Sanki Bir Filozof
İran'ın Reformcu Devlet Başkanı Hatemi, son derece kibar ve hürmete layık bir bilge
1999 Kasım'ında Paris'e yaptığı dört günlük devlet ziyareti öncesi Fransız gazetelerinde çıkan tam sayfa haberlerde sadece Iran'dan gelecek bir devlet adamından değil bir filozoftan söz ediliyordu. İnsanların yüzünü okumakta azçok fikir sahibi herhangi biri, onun sadece fotoğraflarına bakarak da yeryüzünde çok az yüzde vuk'u bulabilecek güzelliği görür. Hukuk, felsefe ve din eğitimiyle birlikte besbelli ki Fatiha suresinde belirtildiği üzere 'dosdogru olmaya' inanmış biri. Ansiklopedi olmak için değil, dünyaya katkıda bulunmak üzere yola çıkmış ama nefsi kendisini aşan ve vücudunu adeta güzel bir elbiseye askı gibi bırakmış bir entelektüel de değil.

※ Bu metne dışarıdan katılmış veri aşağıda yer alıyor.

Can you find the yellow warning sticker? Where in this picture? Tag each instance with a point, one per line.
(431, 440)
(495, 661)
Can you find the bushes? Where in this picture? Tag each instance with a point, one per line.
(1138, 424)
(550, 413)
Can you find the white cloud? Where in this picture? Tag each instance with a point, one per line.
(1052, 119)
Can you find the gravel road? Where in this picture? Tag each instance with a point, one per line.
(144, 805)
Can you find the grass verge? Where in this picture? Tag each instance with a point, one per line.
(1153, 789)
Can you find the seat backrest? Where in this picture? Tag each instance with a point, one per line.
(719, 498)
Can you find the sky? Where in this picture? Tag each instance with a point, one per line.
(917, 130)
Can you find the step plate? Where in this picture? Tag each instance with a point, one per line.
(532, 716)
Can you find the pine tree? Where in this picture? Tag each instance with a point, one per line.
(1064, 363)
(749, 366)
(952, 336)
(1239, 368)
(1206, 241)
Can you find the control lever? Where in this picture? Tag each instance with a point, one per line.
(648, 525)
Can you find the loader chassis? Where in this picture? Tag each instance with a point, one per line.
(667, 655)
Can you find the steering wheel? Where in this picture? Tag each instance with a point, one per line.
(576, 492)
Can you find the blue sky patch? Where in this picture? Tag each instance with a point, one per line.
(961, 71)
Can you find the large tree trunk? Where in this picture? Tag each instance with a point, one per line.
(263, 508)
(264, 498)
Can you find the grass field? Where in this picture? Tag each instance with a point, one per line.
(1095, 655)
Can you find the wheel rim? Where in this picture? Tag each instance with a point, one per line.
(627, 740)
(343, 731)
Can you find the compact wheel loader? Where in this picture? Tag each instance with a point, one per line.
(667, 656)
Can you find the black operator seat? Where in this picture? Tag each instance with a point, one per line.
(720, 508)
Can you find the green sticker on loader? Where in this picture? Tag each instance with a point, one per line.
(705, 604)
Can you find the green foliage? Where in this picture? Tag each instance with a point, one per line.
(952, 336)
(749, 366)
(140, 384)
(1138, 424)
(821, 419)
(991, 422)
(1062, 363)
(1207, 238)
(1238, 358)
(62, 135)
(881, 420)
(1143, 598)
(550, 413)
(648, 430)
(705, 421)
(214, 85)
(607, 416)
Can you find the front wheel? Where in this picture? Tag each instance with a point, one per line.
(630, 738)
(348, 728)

Bilginin vücud bulduğu biri. O batıdan doğuya güzel gördüğü ne varsa reddetmemiş, sevmiş, sevdiklerini de başkalarıyla paylaşan, çalışkan, alçakgönüllü, son derece kibar, mütavazı, kadirşinas, yaradılıştan ve yaşayarak da asil, hürmete layık bir bilge. Geçen hafta Paris'te, UNESCO'da onun önderliğiyle başlatılan 'Medeniyetler arası diyalog' toplantılarında yaptığı konuşmada; 'Dünya onlar olmasaydı neye benzerdi' diye sayarken Buda'nın gülümsemesini, Hz. İsa'nın aşkını, Hz. Musa'nın merhametini, Kuran'ın ayetlerini, Doğu'da ve Batı'daki bütün önemli alimleri, Platon'u, İbni Sina'yı, Farabi'yi, Hegel'i, Pascal'ı, aydınlanma çağını, romantik akımı, bilge Yunan deliliğini, Fars şiirini, Bach'ı, Beethoven'i, Mozart'ı insanlık mirasının her büyüğünü, dönemini andı. Figaro gazetesinin; 'Gençler yani 97'de sizi iktidara taşıyanlar düş kırıklığına uğradı. Reformları yeterli görmediler' sorusuna yanıtı da etkileyiciydi: 'Sizinle aynı görüşteyim. Bu canlılık, bu ümid eskiye kıyasla daha az kuvvetli İran'da... Bu düşkırıklığı bizim diktatoryal geçmişimizin sonuçları. Bizim neslin mantalitesi diktatorlük rejimi dahilinde gelişti. Bu sebeple gençler onların içinde bir kurtarıcı arıyorlardı ve bütün beklentilerini onun üzerine koydular. Beni gençlerden ayıran şey; ben demokrasinin bir proje değil bir süreç olduğuna inanıyorum. Kısa vadede beklentilerinin gerçekleşmemesi bu nedenle onları memnun etmedi. Ama inanıyorum ve ümid ediyorum ki; toplum şiddete başvurmadan daha büyük bir olgunluğa ulaşacak ve demokratik reformlarını, hedeflerini gerçekleştirecek'.